How Does Design Respond to a Bleak Economic Landscape?
Taken from an article in today's Guardian
Miss Anne - Vintage French Salon Chair/Victorian Riding Jacket
Philippe Starck There are other priorities now. Perhaps in 30 years it will be interesting to come back and speak about the beauty of a chair or a lamp, but today that seems a bit obscene. Even during the time it takes to do this interview, people will die from a lack of water. We must try to stop design for design's sake. Design has always been political, and now more than ever we focus on new goals, which I call democratic ecology. Everyone talks about ecology, but we need to make it happen, not speak about it.
Bedside Reading - Vintage Commode/Vintage Hardback Book/Vintage Reading Glasses
Terence Conran While I partially agree with Philippe, I still believe in promoting intelligent - I prefer that word to good - design that can help improve people's lives.
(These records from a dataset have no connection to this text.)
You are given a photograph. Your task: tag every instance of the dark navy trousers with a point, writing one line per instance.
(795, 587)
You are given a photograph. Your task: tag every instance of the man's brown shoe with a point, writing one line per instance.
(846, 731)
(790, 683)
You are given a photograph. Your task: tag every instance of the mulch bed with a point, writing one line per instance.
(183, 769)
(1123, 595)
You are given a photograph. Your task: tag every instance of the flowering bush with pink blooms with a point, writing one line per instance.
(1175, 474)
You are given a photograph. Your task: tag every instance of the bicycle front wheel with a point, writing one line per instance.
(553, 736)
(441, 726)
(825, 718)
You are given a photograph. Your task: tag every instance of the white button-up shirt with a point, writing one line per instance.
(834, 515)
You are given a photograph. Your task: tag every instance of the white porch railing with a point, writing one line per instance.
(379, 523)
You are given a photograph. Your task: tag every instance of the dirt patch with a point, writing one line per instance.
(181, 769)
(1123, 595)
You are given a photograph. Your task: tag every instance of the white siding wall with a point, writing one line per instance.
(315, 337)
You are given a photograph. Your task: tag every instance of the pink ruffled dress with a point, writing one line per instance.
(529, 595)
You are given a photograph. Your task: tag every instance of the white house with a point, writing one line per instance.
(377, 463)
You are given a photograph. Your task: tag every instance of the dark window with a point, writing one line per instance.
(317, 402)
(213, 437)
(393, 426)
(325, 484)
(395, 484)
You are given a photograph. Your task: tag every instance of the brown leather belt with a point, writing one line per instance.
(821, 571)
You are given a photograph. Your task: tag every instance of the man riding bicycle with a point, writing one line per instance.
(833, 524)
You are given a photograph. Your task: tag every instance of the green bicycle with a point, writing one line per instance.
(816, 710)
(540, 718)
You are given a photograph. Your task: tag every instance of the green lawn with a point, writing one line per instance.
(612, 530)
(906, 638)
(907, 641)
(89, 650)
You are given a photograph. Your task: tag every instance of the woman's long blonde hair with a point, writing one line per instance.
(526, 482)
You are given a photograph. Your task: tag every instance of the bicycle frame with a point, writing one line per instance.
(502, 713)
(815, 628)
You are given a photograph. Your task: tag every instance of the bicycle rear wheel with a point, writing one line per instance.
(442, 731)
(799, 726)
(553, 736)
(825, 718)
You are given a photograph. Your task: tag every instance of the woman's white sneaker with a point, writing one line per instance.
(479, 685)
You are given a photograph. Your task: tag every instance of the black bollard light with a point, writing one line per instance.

In economic hard times or not, it's still the same.
Dressing Up - Vintage Dressing Table/Vintage Hand Mirror/Vintage Mannequin Arm
Kirstie Allsopp I hope the current economic crisis will lead to people looking for longevity. In an average house I see an enormous turnaround of stuff. There are plenty of homes where nothing is more than five years old. What happened to the things that preceded them? What happened to the possessions of previous generations? It's almost like people had no parents or grandparents. Nothing has been passed on.
Retro Chic & Feet Up - Retro Danish Chair/Faux Embroidered Leather (Old Designer Stock) & Stool Made From Claw Foot Bath/Faux Embroidered Leather (Old Designer Stock)
As I said - I Seem To Be Doing It Right.